Silver crystallises in FCC structure. If the density of silver is $10.51g.c{{m}^{-3}}$. Calculate the volume of the unit cell. Atomic mass of silver (Ag) = $108 g{{m}^{-1}}$.

Answer 1

Hint: FCC is face centred cubic unit cell. It contains four atoms per unit cell and has a coordination number of 12. To calculate the volume of unit cell we will use the formula:
\[Volume\text{ }of\text{ }unit\text{ }cell=\frac{mass\text{ }of\text{ }unit\text{ }cell}{density\text{ }of\text{ }silver}\]
Formula used: \[Volume\text{ }of\text{ }unit\text{ }cell=\frac{mass\text{ }of\text{ }unit\text{ }cell}{density\text{ }of\text{ }silver}\]

Complete step by step answer:
- We are being provided with a density of Ag= $10.51 g.c{{m}^{-3}}$, and atomic mass of silver (Ag) = $108 g{{m}^{-1}}$.
- We have to find the volume of the unit cell, for which we will first calculate the mass of one atom of silver.

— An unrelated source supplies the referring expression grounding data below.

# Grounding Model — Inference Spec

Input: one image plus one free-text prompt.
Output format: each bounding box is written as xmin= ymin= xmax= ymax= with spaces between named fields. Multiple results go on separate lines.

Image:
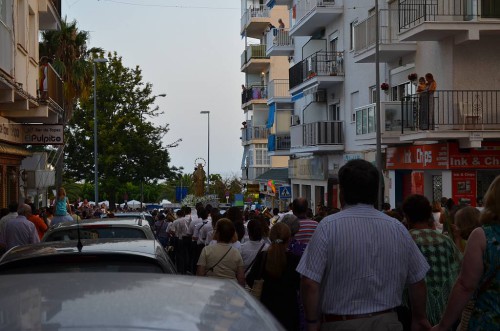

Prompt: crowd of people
xmin=0 ymin=159 xmax=499 ymax=331
xmin=150 ymin=159 xmax=499 ymax=331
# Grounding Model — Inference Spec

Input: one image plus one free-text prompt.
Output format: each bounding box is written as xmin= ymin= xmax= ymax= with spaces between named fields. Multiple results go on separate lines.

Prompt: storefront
xmin=289 ymin=155 xmax=344 ymax=209
xmin=0 ymin=143 xmax=31 ymax=208
xmin=386 ymin=142 xmax=500 ymax=208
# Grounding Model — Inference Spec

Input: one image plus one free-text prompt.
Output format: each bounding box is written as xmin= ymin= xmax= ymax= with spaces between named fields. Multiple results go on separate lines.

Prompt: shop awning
xmin=0 ymin=143 xmax=31 ymax=157
xmin=266 ymin=103 xmax=276 ymax=128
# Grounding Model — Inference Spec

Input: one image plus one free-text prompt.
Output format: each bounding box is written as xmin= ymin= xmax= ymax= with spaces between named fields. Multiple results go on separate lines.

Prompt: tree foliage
xmin=64 ymin=52 xmax=178 ymax=207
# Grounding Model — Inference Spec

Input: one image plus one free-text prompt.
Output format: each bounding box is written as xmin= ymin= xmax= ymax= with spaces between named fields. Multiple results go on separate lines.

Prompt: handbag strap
xmin=245 ymin=242 xmax=266 ymax=273
xmin=257 ymin=251 xmax=267 ymax=280
xmin=204 ymin=246 xmax=232 ymax=276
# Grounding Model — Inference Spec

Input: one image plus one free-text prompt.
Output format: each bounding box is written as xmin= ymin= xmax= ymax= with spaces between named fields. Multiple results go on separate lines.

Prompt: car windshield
xmin=44 ymin=228 xmax=147 ymax=241
xmin=0 ymin=254 xmax=165 ymax=274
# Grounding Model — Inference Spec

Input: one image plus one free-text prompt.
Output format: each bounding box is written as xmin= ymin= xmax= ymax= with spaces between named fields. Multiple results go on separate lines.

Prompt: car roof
xmin=50 ymin=217 xmax=149 ymax=228
xmin=0 ymin=272 xmax=284 ymax=331
xmin=0 ymin=239 xmax=176 ymax=274
xmin=0 ymin=239 xmax=162 ymax=264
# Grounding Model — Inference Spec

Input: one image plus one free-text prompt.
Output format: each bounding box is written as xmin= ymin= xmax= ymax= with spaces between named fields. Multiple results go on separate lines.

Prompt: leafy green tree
xmin=64 ymin=52 xmax=179 ymax=208
xmin=208 ymin=174 xmax=242 ymax=202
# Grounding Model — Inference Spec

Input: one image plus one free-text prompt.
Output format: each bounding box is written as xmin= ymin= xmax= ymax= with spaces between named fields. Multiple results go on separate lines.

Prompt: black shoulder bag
xmin=204 ymin=246 xmax=232 ymax=276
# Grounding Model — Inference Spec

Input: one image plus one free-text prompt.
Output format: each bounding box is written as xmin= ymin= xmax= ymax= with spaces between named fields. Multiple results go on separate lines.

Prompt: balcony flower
xmin=381 ymin=83 xmax=390 ymax=91
xmin=408 ymin=73 xmax=418 ymax=82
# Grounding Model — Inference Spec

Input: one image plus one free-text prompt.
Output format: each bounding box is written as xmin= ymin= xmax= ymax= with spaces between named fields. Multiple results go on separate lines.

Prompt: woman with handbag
xmin=246 ymin=222 xmax=301 ymax=331
xmin=196 ymin=218 xmax=245 ymax=286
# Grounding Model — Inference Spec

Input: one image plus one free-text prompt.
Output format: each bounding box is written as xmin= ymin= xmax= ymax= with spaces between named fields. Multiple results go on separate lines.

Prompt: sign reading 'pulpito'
xmin=22 ymin=125 xmax=64 ymax=145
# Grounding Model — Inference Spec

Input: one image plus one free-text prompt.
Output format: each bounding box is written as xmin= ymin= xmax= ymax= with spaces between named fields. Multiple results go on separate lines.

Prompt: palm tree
xmin=39 ymin=18 xmax=102 ymax=187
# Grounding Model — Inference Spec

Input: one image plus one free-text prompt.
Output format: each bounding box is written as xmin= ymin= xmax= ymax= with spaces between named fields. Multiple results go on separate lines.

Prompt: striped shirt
xmin=294 ymin=218 xmax=318 ymax=244
xmin=296 ymin=204 xmax=429 ymax=315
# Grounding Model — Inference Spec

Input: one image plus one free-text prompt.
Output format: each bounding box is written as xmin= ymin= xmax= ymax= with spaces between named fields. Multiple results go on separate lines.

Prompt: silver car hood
xmin=0 ymin=273 xmax=284 ymax=331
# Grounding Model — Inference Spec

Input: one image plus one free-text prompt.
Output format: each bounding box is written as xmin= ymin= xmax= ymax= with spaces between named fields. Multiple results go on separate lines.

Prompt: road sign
xmin=279 ymin=186 xmax=291 ymax=200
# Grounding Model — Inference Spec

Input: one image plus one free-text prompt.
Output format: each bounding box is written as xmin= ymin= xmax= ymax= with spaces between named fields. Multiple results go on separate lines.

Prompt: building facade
xmin=0 ymin=0 xmax=62 ymax=207
xmin=240 ymin=0 xmax=291 ymax=206
xmin=263 ymin=0 xmax=500 ymax=209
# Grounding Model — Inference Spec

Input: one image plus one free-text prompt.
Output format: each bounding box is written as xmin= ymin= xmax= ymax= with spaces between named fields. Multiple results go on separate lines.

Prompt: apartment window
xmin=16 ymin=0 xmax=26 ymax=49
xmin=391 ymin=82 xmax=412 ymax=101
xmin=350 ymin=20 xmax=357 ymax=51
xmin=28 ymin=9 xmax=35 ymax=55
xmin=350 ymin=91 xmax=359 ymax=122
xmin=0 ymin=0 xmax=8 ymax=23
xmin=355 ymin=105 xmax=375 ymax=135
xmin=370 ymin=86 xmax=377 ymax=103
xmin=328 ymin=104 xmax=340 ymax=121
xmin=329 ymin=34 xmax=338 ymax=53
xmin=255 ymin=144 xmax=270 ymax=166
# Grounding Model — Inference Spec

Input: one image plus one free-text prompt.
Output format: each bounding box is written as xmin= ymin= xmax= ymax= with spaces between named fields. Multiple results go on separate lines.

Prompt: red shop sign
xmin=449 ymin=142 xmax=500 ymax=169
xmin=386 ymin=144 xmax=449 ymax=170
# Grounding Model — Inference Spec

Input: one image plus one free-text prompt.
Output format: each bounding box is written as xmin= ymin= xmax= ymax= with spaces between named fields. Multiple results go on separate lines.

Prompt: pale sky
xmin=63 ymin=0 xmax=245 ymax=178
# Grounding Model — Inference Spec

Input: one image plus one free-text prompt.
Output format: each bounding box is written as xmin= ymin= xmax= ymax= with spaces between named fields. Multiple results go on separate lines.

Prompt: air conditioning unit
xmin=314 ymin=90 xmax=327 ymax=102
xmin=290 ymin=115 xmax=300 ymax=126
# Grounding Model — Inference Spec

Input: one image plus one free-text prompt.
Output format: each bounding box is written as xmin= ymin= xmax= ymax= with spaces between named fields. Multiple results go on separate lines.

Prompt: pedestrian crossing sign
xmin=279 ymin=186 xmax=291 ymax=200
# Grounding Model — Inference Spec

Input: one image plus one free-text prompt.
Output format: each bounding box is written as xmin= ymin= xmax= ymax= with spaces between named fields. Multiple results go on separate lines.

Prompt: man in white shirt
xmin=241 ymin=218 xmax=269 ymax=272
xmin=0 ymin=202 xmax=19 ymax=250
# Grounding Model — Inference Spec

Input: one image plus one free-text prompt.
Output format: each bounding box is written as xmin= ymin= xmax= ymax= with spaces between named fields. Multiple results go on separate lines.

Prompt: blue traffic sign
xmin=279 ymin=186 xmax=291 ymax=200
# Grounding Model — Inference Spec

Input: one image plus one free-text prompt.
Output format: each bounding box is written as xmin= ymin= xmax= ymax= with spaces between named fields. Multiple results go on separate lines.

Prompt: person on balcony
xmin=278 ymin=18 xmax=285 ymax=29
xmin=420 ymin=73 xmax=437 ymax=130
xmin=39 ymin=56 xmax=50 ymax=101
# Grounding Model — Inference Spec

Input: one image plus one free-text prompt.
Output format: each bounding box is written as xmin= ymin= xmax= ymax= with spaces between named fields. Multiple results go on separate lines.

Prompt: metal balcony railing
xmin=241 ymin=125 xmax=270 ymax=142
xmin=242 ymin=85 xmax=268 ymax=104
xmin=401 ymin=90 xmax=500 ymax=132
xmin=40 ymin=63 xmax=64 ymax=109
xmin=265 ymin=28 xmax=293 ymax=49
xmin=268 ymin=134 xmax=291 ymax=151
xmin=303 ymin=121 xmax=343 ymax=145
xmin=289 ymin=51 xmax=344 ymax=89
xmin=293 ymin=0 xmax=337 ymax=27
xmin=241 ymin=5 xmax=271 ymax=31
xmin=354 ymin=9 xmax=407 ymax=54
xmin=268 ymin=79 xmax=290 ymax=99
xmin=399 ymin=0 xmax=500 ymax=31
xmin=291 ymin=121 xmax=344 ymax=147
xmin=241 ymin=44 xmax=269 ymax=67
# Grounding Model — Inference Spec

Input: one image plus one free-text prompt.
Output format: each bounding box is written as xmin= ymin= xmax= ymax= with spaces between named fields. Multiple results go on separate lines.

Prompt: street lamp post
xmin=140 ymin=93 xmax=167 ymax=209
xmin=93 ymin=57 xmax=108 ymax=205
xmin=200 ymin=111 xmax=210 ymax=194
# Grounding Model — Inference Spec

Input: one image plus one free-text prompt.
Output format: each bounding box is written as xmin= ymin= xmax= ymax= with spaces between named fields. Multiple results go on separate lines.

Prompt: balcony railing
xmin=401 ymin=90 xmax=500 ymax=133
xmin=354 ymin=9 xmax=406 ymax=53
xmin=268 ymin=133 xmax=291 ymax=151
xmin=268 ymin=79 xmax=290 ymax=99
xmin=293 ymin=0 xmax=337 ymax=27
xmin=265 ymin=28 xmax=293 ymax=49
xmin=291 ymin=121 xmax=344 ymax=147
xmin=241 ymin=125 xmax=270 ymax=143
xmin=241 ymin=44 xmax=269 ymax=67
xmin=289 ymin=51 xmax=344 ymax=89
xmin=242 ymin=85 xmax=268 ymax=104
xmin=399 ymin=0 xmax=500 ymax=31
xmin=40 ymin=63 xmax=64 ymax=109
xmin=241 ymin=5 xmax=271 ymax=31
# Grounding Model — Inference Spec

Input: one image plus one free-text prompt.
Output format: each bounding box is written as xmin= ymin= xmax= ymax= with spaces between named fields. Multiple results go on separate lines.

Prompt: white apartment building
xmin=264 ymin=0 xmax=500 ymax=209
xmin=0 ymin=0 xmax=62 ymax=207
xmin=240 ymin=0 xmax=291 ymax=202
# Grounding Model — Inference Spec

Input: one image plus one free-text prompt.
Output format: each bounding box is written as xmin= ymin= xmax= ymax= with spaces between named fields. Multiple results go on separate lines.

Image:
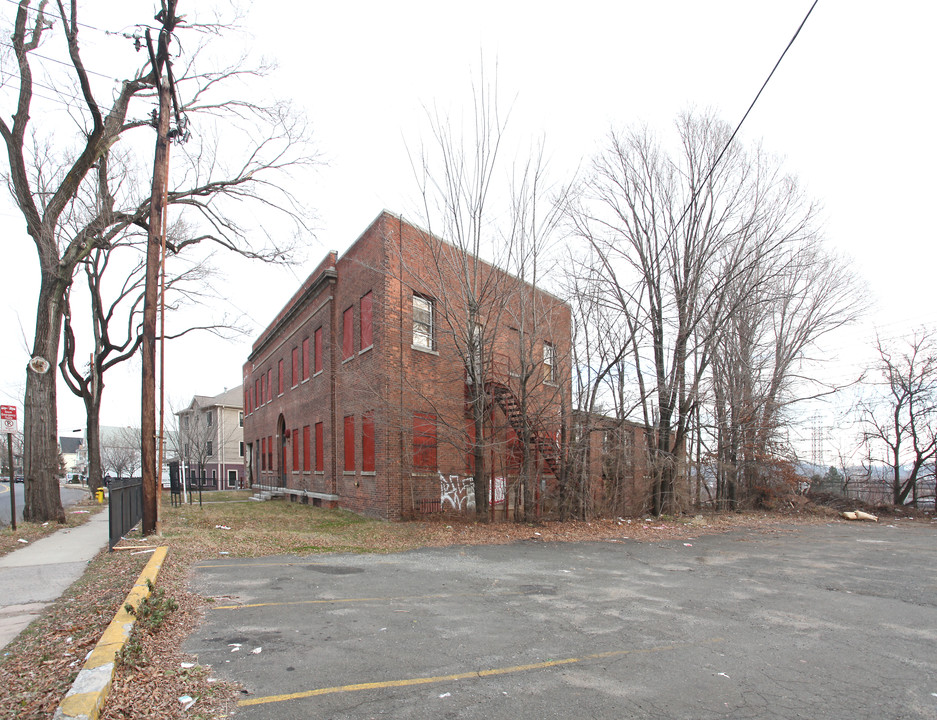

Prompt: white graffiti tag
xmin=440 ymin=474 xmax=476 ymax=511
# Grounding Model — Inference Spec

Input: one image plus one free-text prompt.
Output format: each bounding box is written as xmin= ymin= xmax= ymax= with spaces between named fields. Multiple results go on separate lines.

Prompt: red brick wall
xmin=245 ymin=211 xmax=573 ymax=520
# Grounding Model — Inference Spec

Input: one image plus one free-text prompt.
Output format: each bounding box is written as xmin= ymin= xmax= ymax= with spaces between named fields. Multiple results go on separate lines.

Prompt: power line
xmin=672 ymin=0 xmax=820 ymax=238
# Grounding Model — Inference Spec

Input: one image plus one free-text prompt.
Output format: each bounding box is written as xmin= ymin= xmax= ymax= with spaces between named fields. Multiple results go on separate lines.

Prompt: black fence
xmin=108 ymin=476 xmax=143 ymax=549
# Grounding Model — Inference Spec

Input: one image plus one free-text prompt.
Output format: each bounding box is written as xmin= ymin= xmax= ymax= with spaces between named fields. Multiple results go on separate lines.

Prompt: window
xmin=239 ymin=411 xmax=244 ymax=427
xmin=543 ymin=341 xmax=556 ymax=383
xmin=413 ymin=412 xmax=437 ymax=470
xmin=344 ymin=415 xmax=355 ymax=471
xmin=343 ymin=307 xmax=354 ymax=360
xmin=239 ymin=441 xmax=244 ymax=457
xmin=227 ymin=469 xmax=237 ymax=488
xmin=206 ymin=411 xmax=213 ymax=427
xmin=278 ymin=359 xmax=284 ymax=395
xmin=292 ymin=428 xmax=300 ymax=472
xmin=315 ymin=422 xmax=324 ymax=472
xmin=292 ymin=347 xmax=299 ymax=387
xmin=255 ymin=379 xmax=261 ymax=407
xmin=244 ymin=389 xmax=249 ymax=415
xmin=302 ymin=337 xmax=310 ymax=381
xmin=412 ymin=295 xmax=434 ymax=350
xmin=302 ymin=425 xmax=311 ymax=471
xmin=362 ymin=411 xmax=375 ymax=472
xmin=267 ymin=435 xmax=273 ymax=472
xmin=266 ymin=369 xmax=272 ymax=402
xmin=314 ymin=327 xmax=323 ymax=374
xmin=261 ymin=437 xmax=266 ymax=471
xmin=360 ymin=291 xmax=373 ymax=350
xmin=207 ymin=440 xmax=213 ymax=456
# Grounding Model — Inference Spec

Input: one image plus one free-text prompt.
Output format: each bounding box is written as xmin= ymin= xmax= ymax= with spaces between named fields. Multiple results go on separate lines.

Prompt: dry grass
xmin=2 ymin=489 xmax=931 ymax=719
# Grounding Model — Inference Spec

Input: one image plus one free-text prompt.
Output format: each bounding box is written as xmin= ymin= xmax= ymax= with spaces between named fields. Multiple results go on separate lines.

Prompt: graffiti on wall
xmin=440 ymin=474 xmax=475 ymax=511
xmin=439 ymin=475 xmax=508 ymax=510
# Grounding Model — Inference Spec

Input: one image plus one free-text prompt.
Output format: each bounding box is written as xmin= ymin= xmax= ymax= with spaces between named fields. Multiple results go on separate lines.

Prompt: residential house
xmin=243 ymin=211 xmax=572 ymax=520
xmin=59 ymin=436 xmax=84 ymax=481
xmin=176 ymin=387 xmax=246 ymax=490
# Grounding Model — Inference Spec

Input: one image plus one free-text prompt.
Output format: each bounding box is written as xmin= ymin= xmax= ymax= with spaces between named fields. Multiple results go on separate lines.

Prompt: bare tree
xmin=59 ymin=228 xmax=218 ymax=494
xmin=101 ymin=426 xmax=142 ymax=480
xmin=857 ymin=331 xmax=937 ymax=506
xmin=707 ymin=235 xmax=862 ymax=508
xmin=404 ymin=77 xmax=569 ymax=522
xmin=566 ymin=112 xmax=836 ymax=516
xmin=0 ymin=1 xmax=314 ymax=522
xmin=174 ymin=401 xmax=213 ymax=487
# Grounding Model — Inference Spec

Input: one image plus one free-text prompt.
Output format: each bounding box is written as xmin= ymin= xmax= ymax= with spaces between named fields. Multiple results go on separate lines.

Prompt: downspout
xmin=398 ymin=215 xmax=406 ymax=519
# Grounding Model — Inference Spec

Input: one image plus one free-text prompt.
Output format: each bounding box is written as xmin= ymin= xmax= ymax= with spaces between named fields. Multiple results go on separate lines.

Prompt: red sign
xmin=1 ymin=405 xmax=15 ymax=434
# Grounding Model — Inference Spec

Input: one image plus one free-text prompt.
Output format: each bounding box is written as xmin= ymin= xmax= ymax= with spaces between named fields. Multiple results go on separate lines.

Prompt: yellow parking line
xmin=214 ymin=591 xmax=521 ymax=610
xmin=238 ymin=638 xmax=724 ymax=708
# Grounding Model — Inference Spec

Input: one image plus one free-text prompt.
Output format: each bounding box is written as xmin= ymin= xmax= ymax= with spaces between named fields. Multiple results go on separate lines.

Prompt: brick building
xmin=243 ymin=211 xmax=572 ymax=520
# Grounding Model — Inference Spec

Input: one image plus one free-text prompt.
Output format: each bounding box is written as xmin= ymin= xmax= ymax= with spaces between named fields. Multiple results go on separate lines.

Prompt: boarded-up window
xmin=267 ymin=435 xmax=273 ymax=472
xmin=360 ymin=291 xmax=373 ymax=350
xmin=302 ymin=425 xmax=311 ymax=471
xmin=261 ymin=437 xmax=267 ymax=471
xmin=292 ymin=428 xmax=299 ymax=472
xmin=315 ymin=422 xmax=324 ymax=472
xmin=413 ymin=412 xmax=437 ymax=470
xmin=343 ymin=307 xmax=353 ymax=360
xmin=344 ymin=416 xmax=354 ymax=471
xmin=412 ymin=295 xmax=434 ymax=350
xmin=314 ymin=327 xmax=323 ymax=374
xmin=362 ymin=411 xmax=375 ymax=472
xmin=266 ymin=370 xmax=271 ymax=402
xmin=292 ymin=347 xmax=299 ymax=387
xmin=465 ymin=419 xmax=476 ymax=474
xmin=302 ymin=337 xmax=310 ymax=381
xmin=278 ymin=359 xmax=284 ymax=395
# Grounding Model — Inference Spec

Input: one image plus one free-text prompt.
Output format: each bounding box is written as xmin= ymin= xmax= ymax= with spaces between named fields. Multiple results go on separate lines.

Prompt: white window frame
xmin=412 ymin=294 xmax=434 ymax=350
xmin=543 ymin=341 xmax=556 ymax=383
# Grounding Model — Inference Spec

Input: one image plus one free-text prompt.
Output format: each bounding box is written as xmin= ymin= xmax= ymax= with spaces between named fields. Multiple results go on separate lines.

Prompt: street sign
xmin=1 ymin=405 xmax=16 ymax=435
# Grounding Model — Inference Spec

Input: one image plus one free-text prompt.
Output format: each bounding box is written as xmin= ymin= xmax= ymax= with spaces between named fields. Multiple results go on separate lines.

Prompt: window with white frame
xmin=543 ymin=341 xmax=556 ymax=383
xmin=412 ymin=294 xmax=434 ymax=350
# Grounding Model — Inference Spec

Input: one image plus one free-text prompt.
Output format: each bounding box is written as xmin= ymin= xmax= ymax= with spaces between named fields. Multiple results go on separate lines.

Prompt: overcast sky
xmin=1 ymin=1 xmax=934 ymax=464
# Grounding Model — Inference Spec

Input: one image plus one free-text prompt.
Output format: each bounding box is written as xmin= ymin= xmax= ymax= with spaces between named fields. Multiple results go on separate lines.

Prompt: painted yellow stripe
xmin=214 ymin=591 xmax=521 ymax=610
xmin=238 ymin=638 xmax=723 ymax=708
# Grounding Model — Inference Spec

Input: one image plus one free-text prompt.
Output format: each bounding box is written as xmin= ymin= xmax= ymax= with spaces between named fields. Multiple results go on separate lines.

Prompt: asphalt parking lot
xmin=184 ymin=520 xmax=937 ymax=720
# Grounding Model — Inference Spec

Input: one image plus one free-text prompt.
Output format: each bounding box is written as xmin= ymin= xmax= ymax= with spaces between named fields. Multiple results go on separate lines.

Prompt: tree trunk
xmin=472 ymin=395 xmax=489 ymax=522
xmin=23 ymin=274 xmax=67 ymax=524
xmin=84 ymin=389 xmax=103 ymax=494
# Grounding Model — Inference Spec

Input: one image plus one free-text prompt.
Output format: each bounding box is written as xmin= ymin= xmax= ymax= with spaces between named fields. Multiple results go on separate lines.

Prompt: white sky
xmin=0 ymin=0 xmax=934 ymax=465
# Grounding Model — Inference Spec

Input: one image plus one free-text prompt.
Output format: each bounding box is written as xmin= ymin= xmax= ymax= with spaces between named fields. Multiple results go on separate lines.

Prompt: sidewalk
xmin=0 ymin=509 xmax=110 ymax=651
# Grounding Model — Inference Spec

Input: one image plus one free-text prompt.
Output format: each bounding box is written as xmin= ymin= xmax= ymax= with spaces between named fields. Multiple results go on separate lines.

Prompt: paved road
xmin=0 ymin=483 xmax=89 ymax=527
xmin=185 ymin=521 xmax=937 ymax=720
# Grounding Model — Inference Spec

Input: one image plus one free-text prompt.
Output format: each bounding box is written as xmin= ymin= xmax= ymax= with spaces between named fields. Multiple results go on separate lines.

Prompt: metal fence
xmin=108 ymin=476 xmax=143 ymax=549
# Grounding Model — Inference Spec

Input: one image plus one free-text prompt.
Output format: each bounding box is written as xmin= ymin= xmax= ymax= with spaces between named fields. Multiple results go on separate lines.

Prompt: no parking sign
xmin=1 ymin=405 xmax=16 ymax=435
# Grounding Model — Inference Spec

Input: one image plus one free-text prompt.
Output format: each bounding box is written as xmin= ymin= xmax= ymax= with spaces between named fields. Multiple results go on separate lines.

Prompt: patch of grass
xmin=118 ymin=580 xmax=178 ymax=670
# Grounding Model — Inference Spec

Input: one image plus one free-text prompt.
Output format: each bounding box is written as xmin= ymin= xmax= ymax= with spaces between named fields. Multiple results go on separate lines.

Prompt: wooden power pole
xmin=141 ymin=1 xmax=180 ymax=536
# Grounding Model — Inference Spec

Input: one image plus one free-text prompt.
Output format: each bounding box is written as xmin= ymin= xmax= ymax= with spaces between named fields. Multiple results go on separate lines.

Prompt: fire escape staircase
xmin=486 ymin=380 xmax=561 ymax=478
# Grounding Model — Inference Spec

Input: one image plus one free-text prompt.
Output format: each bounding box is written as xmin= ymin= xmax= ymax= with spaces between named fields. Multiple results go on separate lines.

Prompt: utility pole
xmin=141 ymin=1 xmax=182 ymax=536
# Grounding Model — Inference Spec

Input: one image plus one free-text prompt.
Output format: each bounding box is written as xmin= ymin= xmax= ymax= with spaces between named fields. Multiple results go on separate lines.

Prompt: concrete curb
xmin=53 ymin=546 xmax=169 ymax=720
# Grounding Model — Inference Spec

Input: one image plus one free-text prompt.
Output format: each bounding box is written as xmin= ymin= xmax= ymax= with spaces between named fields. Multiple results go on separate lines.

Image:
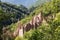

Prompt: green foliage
xmin=41 ymin=0 xmax=59 ymax=16
xmin=24 ymin=20 xmax=60 ymax=40
xmin=24 ymin=30 xmax=33 ymax=39
xmin=28 ymin=30 xmax=44 ymax=40
xmin=15 ymin=36 xmax=24 ymax=40
xmin=54 ymin=12 xmax=60 ymax=22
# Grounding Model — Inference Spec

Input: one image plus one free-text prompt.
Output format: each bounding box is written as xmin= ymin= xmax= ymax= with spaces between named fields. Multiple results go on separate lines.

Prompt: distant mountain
xmin=34 ymin=0 xmax=51 ymax=6
xmin=1 ymin=0 xmax=37 ymax=8
xmin=0 ymin=1 xmax=29 ymax=27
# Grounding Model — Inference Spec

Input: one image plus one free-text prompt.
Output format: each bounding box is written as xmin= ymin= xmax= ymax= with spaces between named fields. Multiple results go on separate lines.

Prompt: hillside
xmin=15 ymin=0 xmax=60 ymax=40
xmin=0 ymin=0 xmax=60 ymax=40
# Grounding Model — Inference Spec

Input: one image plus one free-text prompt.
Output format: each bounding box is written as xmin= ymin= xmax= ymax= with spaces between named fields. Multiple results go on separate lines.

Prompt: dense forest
xmin=0 ymin=0 xmax=60 ymax=40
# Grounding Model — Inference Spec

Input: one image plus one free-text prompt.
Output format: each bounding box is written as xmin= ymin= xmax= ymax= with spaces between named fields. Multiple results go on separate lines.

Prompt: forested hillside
xmin=0 ymin=1 xmax=30 ymax=26
xmin=0 ymin=0 xmax=60 ymax=40
xmin=0 ymin=1 xmax=29 ymax=26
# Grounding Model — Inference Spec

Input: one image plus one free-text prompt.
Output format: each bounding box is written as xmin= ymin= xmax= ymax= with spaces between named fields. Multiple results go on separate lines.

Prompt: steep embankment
xmin=8 ymin=0 xmax=55 ymax=37
xmin=13 ymin=12 xmax=43 ymax=37
xmin=9 ymin=6 xmax=42 ymax=32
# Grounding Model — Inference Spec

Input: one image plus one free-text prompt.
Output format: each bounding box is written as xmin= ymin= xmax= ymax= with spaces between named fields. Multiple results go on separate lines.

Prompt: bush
xmin=15 ymin=36 xmax=24 ymax=40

We can use the following formula for this:
\[\frac{molar\text{ }mass\text{ }of\text{ }silver}{{{N}_{A}}}\]
${{N}_{A}}=6.022\times {{10}^{23}}$; ${{N}_{A}}$is the Avogadro number, value of${{N}_{A}}=6.022\times {{10}^{23}}$
\[\begin{align}
  & =\frac{108}{6.022\times {{10}^{23}}} \\
 & =17.93\times {{10}^{-23}} \\
\end{align}\]
- Now, we will find the mass of unit cell of silver = Atoms in unit cell x mass of one atom
So, by putting values in this formula we get,
\[\begin{align}
  & =4\times 17.93\times {{10}^{-23}} \\
 & =71.72\times {{10}^{-23}} \\
\end{align}\]
- So, as we know the value of mass of unit cell and the density of silver, we can calculate the volume of unit cell. As , \[Density=\frac{mass\text{ }of\text{ }unit\text{ }cell}{volume\text{ }of\text{ }unit\text{ }cell}\]
We can use the formula: \[Volume\text{ }of\text{ }unit\text{ }cell=\frac{mass\text{ }of\text{ }unit\text{ }cell}{density\text{ }of\text{ }silver}\]
By putting the values in this formula we get:
\[\begin{align}
  & Volume\text{ }of\text{ }unit\text{ }cell={{\frac{71.72\times 10}{10.51}}^{-23}} \\
 & = 68.24\times {{10}^{-23}}c{{m}^{3}} \\
\end{align}\]
Hence, we can conclude that the volume of the unit cell is $68.24\times {{10}^{-23}}c{{m}^{3}}$.

Note: We must not forget to write the unit after solving any question. We must not get confused in terms of FCC and BCC. FCC is face centred cubic unit cell, it contains four atoms per unit cell. Whereas, BCC is a body centred unit cell, it contains 2 atoms per unit cell.